Pour le sage de Jérusalem, les justes sont les personnes qui « s’ajustent » à Dieu et aux autres. Aimer la justice est parfois dur dans le monde tel qu’il est. Pourtant, c’est une manière de vaincre la mort dès cette vie. Puisque la mort physique est inéluctable, il faut la regarder en face. Il y a deux manières de la regarder : considérer que c’est la fin de tout ou bien y voir – avec les yeux de la foi – l’entrée dans la « paix ». La vraie paix est le résultat du combat pour la justice, elle met fin à toute épreuve, elle est intimité avec Dieu.

Le texte comprend deux parties. La première est un va-et-vient entre les gens désabusés et les croyants (Sg 3, 1-6). Les personnes désabusées pensent que rien n’a de sens, surtout pas la mort, vue comme un malheur. De ce point de vue, elles sont « insensées ». Au contraire, les croyants pensent que les épreuves des justes sont l’occasion de purifier leur action, leur espérance, leur confiance en Dieu – d’où l’image de l’or passé au feu du creuset.

La seconde partie (Sg 3,7 et 9) parle d’une « visite » de Dieu. Comme un ami, Dieu vient partager aux justes ce qu’il a de plus précieux : l’amour, la grâce et la miséricorde. Il les exalte aux yeux du monde entier car ce sont des modèles. Leur exemple se répand. L’image poétique de l’or purifié laisse alors la place à celle de l’étincelle qui court sur la paille.

Pour le sage de Jérusalem, les « justes » sont des croyants. Ils n’ont pas l’angoisse de la mort car ils combattent pour la vie. Aujourd’hui, un tel texte peut être choisi pour des gens qui se sont battus pour les autres, qui se sont engagés pour plus de fraternité. Certains, peut-être, ne se disaient pas « croyants ». Mais ils n’étaient pas « insensés ». En développant l’idée du texte, on peut dire que Dieu les accueille car, en quelque sorte, ils lui ressemblaient dans son attachement à la justice.

Ce texte peut aussi être choisi pour des personnes qui ont été éprouvées par l’existence, en particulier pour des malades qui ont su garder l’espoir. Ce qui a été vécu a un sens, parfois difficile à percevoir et à nommer. Ce qui est dit ici de l’immortalité nous invite à rechercher ce sens. Car certaines paroles, certains actes ont des conséquences qui ne disparaissent pas.
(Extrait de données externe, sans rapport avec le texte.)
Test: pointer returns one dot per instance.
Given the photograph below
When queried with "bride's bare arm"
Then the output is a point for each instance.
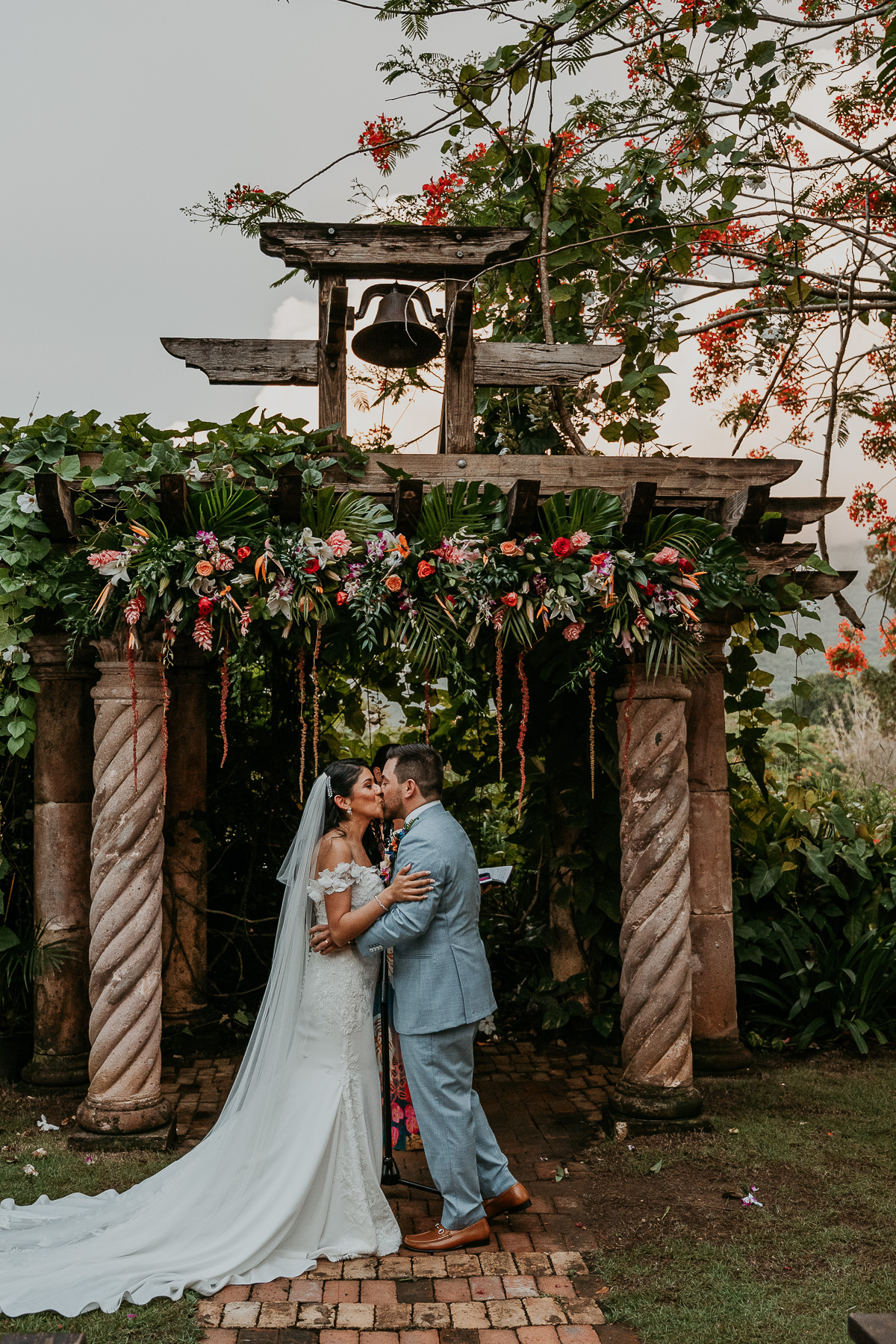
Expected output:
(346, 924)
(pp. 6-7 du Cahiers Evangile n° 193)

Que votre cœur ne soit pas bouleversé : vous croyez en Dieu, croyez aussi en moi. Dans la maison de mon Père, il y a de nombreuses demeures ; sinon, vous aurais-je dit : “Je pars vous préparer une place” ? Quand je serai parti vous préparer une place, je reviendrai et je vous emmènerai auprès de moi, afin que là où je suis, vous soyez, vous aussi. Pour aller où je vais, vous savez le chemin. » Thomas lui dit : « Seigneur, nous ne savons pas où tu vas. Comment pourrions-nous savoir le chemin ? » Jésus lui répond : « Moi, je suis le Chemin, la Vérité et la Vie ; personne ne va vers le Père sans passer par moi.

Le contexte

Nous sommes au début du récit de la dernière soirée de Jésus avec ses disciples, le Jeudi Saint. Jn commence par le lavement des pieds : par ce geste, Jésus montre son « amour jusqu’au bout » pour les siens (Jn 13,1) ; il se fait serviteur et va donner sa vie pour les sauver. Puis c’est le don de la bouchée à Judas : le symbolisme est clair : donner du pain, c’est donner la vie ; même à celui qui va le faire mettre à mort, Jésus manifeste sa bienveillance. Ensuite viennent les longs discours d’adieu. Jésus annonce son départ et la séparation d’avec les siens : « Là où je vais, vous ne pouvez venir. » (Jn 13,36). Annonce terrible qui déchire le cœur des disciples, d’autant plus que Jésus annonce aussi que Pierre va le renier !

 

Le texte

On comprend que les disciples soient bouleversés (Jn 14, 1), mais Jésus ne veut pas les laisser dans la détresse et leur adresse aussitôt des paroles de réconfort et une promesse solennelle : la mort de Jésus ne sera pas une fin mais un commencement (Jn 14, 2-3). Il reviendra et les prendra avec lui « dans la maison du Père » (Jn 14, 2), dans cette vie future, mystérieuse, où nous serons invités à partager complètement l’amour du Père, du Fils et de l’Esprit-Saint avec tous ceux dont nous pleurons le départ.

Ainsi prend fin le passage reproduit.